Such various controls are basically executed based on the following ideas.
For example, when the vehicle 10 is caused to travel by the torque generated by the internal combustion engine 11 such as when the vehicle 10 is started or when the vehicle is lightly loaded, the electric motor is supplied by the power supply from the storage battery 20 when the operation efficiency of the internal combustion engine 11 is low. 13 is driven, and the vehicle 10 is driven by the torque generated by the electric motor 13. On the other hand, in a situation where the internal combustion engine 11 can be operated with high efficiency, such as during steady running of the vehicle 10, the internal combustion engine 11 is operated and the vehicle 10 travels with the torque generated by the internal combustion engine 11. On the other hand, in a situation where a large torque is required for traveling of the vehicle, such as when the vehicle 10 is accelerating, the internal combustion engine 11 is operated and the electric motor 13 is driven by the power supply from the storage battery 20, so that 11 and the torque generated by the electric motor 13 causes the vehicle 10 to travel.
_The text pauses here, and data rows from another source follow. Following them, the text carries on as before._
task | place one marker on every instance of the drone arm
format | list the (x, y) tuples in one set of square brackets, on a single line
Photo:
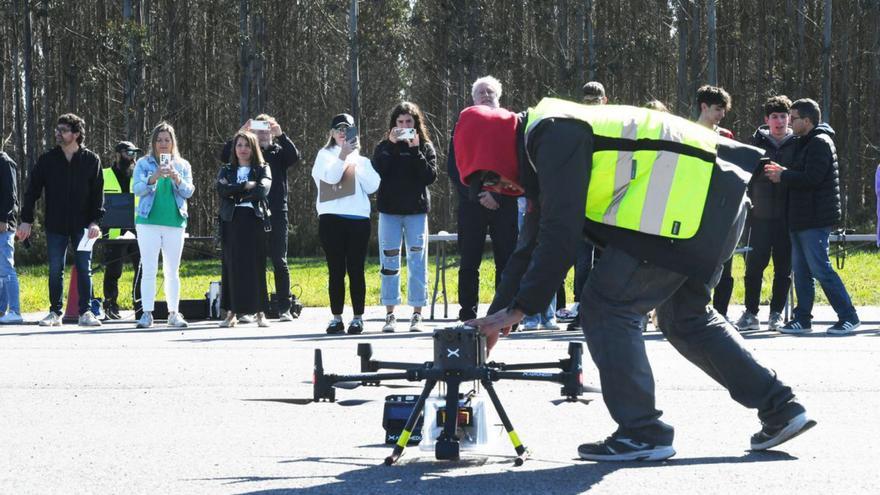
[(410, 423), (561, 364), (521, 451)]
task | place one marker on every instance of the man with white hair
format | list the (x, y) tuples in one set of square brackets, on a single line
[(479, 213)]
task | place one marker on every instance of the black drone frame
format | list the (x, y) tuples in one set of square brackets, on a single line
[(459, 356)]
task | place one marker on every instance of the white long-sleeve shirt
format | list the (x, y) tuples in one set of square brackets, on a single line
[(329, 168)]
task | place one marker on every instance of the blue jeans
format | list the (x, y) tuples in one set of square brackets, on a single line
[(8, 277), (412, 229), (57, 246), (548, 314), (809, 260)]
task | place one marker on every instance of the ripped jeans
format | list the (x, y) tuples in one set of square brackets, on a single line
[(413, 231)]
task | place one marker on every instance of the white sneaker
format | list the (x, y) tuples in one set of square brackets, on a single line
[(775, 321), (262, 321), (51, 320), (146, 320), (88, 319), (11, 318), (176, 320), (550, 325), (230, 320), (390, 322), (415, 324)]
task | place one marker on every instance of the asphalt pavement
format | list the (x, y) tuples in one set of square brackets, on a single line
[(207, 410)]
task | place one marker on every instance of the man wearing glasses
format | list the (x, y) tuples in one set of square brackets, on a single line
[(70, 174), (813, 187), (117, 179)]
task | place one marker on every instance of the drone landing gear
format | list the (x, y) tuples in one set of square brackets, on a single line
[(448, 447)]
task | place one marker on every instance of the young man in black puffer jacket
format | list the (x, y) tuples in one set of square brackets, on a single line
[(768, 229), (813, 209)]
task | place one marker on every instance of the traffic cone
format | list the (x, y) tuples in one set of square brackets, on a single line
[(71, 312)]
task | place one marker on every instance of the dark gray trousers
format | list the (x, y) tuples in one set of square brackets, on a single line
[(618, 294)]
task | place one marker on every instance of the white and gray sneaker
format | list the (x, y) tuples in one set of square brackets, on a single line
[(146, 320), (415, 323), (843, 327), (747, 322), (53, 319), (11, 317), (775, 322), (176, 320), (262, 321), (88, 319), (390, 322)]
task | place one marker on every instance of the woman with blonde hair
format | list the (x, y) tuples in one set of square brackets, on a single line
[(345, 179), (162, 182), (243, 185)]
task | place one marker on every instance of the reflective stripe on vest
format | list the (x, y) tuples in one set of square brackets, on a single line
[(651, 173), (111, 185)]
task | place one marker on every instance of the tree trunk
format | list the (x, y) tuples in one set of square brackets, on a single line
[(354, 59), (579, 19), (562, 43), (682, 104), (30, 115), (799, 62), (591, 43), (712, 51), (826, 62), (244, 61), (46, 49)]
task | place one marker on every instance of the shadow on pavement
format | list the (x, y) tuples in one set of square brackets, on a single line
[(428, 476)]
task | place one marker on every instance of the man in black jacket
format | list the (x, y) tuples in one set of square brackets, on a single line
[(280, 152), (479, 213), (73, 181), (644, 264), (767, 226), (9, 297), (813, 209)]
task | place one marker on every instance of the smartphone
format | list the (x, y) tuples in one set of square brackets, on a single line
[(260, 125), (351, 135), (407, 133)]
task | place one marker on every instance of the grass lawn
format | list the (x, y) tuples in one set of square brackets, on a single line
[(309, 280)]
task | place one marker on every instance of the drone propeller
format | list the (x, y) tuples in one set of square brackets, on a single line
[(303, 402), (354, 385), (556, 402)]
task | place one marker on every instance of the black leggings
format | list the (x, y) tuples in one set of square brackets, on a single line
[(345, 246)]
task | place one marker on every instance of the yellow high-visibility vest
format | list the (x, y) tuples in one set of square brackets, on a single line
[(111, 185), (650, 175)]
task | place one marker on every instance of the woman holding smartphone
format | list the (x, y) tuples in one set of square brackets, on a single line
[(243, 185), (407, 164), (162, 184), (345, 179)]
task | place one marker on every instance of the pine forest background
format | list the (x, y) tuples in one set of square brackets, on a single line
[(205, 66)]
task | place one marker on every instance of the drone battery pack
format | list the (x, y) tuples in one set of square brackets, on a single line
[(397, 410)]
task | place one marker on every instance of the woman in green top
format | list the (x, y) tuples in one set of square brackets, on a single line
[(162, 182)]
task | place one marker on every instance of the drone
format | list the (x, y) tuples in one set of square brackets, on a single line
[(459, 357)]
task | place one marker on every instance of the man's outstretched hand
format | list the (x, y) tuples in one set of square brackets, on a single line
[(495, 324)]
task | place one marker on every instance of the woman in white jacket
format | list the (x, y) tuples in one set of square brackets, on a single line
[(345, 179)]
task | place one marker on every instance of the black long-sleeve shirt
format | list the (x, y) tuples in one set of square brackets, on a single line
[(8, 193), (280, 155), (406, 173), (74, 190)]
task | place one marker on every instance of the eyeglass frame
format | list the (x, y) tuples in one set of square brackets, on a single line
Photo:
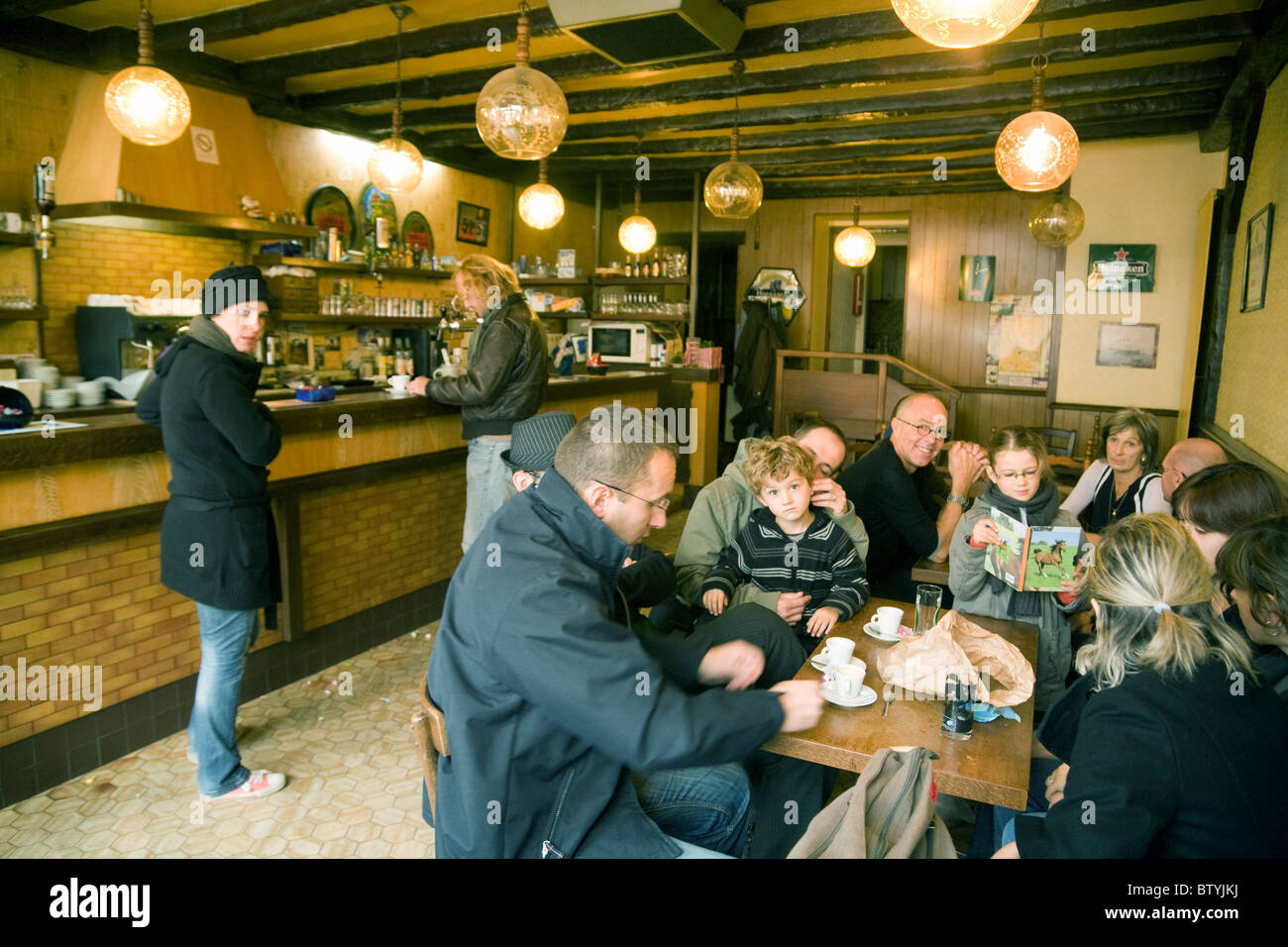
[(664, 504), (923, 429)]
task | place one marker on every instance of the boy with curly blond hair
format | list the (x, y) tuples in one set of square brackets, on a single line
[(790, 547)]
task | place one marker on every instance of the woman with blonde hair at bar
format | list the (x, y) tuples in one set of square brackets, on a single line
[(1172, 746), (505, 381)]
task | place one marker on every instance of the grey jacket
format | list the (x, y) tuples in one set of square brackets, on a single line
[(974, 595)]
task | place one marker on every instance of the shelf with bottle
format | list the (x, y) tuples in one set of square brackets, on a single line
[(266, 261)]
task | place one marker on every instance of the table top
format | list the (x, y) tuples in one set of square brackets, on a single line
[(991, 767)]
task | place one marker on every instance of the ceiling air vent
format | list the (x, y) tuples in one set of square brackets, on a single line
[(632, 33)]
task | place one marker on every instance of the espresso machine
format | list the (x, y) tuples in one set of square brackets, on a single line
[(112, 341)]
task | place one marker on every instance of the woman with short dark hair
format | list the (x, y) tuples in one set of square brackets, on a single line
[(1124, 479)]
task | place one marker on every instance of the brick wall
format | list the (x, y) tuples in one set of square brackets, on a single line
[(361, 547)]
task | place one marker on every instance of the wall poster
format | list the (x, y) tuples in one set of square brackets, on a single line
[(1019, 344)]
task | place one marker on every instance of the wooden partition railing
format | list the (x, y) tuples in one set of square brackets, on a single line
[(840, 389)]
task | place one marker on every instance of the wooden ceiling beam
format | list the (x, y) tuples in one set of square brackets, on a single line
[(825, 33), (434, 40), (921, 67), (252, 20), (1170, 77)]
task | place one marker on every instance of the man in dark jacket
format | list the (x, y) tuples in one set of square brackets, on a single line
[(503, 381), (549, 699), (218, 544)]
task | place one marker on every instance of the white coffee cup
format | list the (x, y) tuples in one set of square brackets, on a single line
[(838, 650), (889, 620), (849, 681)]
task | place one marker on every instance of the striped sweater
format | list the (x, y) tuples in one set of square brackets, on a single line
[(823, 562)]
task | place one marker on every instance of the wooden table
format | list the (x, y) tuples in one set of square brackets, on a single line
[(991, 767)]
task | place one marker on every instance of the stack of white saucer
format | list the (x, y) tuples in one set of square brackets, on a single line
[(90, 393)]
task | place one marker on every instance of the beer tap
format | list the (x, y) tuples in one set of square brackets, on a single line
[(44, 187)]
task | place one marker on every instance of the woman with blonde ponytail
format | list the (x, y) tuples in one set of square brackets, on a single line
[(1172, 746)]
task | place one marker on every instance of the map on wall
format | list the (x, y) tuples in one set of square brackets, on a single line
[(1019, 344)]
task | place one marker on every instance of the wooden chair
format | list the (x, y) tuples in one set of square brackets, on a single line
[(1059, 440), (430, 731)]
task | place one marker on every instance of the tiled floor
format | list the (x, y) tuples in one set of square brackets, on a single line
[(343, 738)]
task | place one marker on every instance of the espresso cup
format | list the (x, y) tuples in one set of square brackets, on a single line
[(888, 620), (838, 650), (849, 681)]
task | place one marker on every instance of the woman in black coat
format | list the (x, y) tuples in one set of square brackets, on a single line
[(218, 544), (1173, 748)]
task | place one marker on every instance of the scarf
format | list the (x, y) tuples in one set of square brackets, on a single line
[(213, 337), (1038, 510)]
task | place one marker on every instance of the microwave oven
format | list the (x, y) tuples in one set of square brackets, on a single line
[(619, 342)]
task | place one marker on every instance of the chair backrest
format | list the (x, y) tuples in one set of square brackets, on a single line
[(1059, 440), (429, 727)]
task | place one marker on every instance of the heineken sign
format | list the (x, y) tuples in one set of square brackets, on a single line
[(1117, 265)]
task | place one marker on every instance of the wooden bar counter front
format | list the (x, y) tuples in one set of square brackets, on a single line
[(991, 767)]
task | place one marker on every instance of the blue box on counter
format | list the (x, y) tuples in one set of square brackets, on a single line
[(321, 393)]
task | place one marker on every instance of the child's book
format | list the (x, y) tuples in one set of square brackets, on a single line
[(1031, 558)]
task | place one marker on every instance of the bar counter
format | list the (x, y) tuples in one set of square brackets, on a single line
[(369, 493)]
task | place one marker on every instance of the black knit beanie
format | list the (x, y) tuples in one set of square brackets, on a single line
[(233, 286)]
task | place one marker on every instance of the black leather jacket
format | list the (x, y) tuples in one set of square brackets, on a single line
[(506, 377)]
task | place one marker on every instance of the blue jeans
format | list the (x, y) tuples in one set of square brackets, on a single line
[(487, 486), (707, 806), (226, 637)]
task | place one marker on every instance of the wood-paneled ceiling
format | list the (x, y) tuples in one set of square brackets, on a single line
[(858, 86)]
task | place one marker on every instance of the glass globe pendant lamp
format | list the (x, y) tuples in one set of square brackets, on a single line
[(733, 189), (147, 105), (854, 247), (636, 235), (1057, 221), (395, 165), (962, 24), (522, 114), (1039, 150), (541, 204)]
In FIG. 2, the electric circuit which consists of the said electric motor 13, the drive device 17, and the storage battery 20 is shown.
As shown in FIG. 2, the storage battery 20 is connected to the converter 18. A first capacitor 31 is provided between the positive electrode and the negative electrode of the storage battery 20. The first capacitor 31 suppresses fluctuations in the voltage input from the storage battery 20 to the converter 18.

  The converter 18 includes two switching elements (specifically, insulated gate bipolar transistors) 32 and 33 connected in series. One diode 34, 35 is connected in parallel to each switching element 32, 33. The voltage (for example, 200 volts) of the storage battery 20 is applied to one of the switching elements 32 and 33 (specifically, between the drain terminal and the source terminal of the switching element 33). The positive electrode of the storage battery 20 and the switching element 33 (specifically, a drain terminal) are connected via a reactor 36. A second capacitor 37 is connected between both ends of the switching elements 32 and 33 connected in series (specifically, between the drain terminal of the switching element 32 and the source terminal of the switching element 33).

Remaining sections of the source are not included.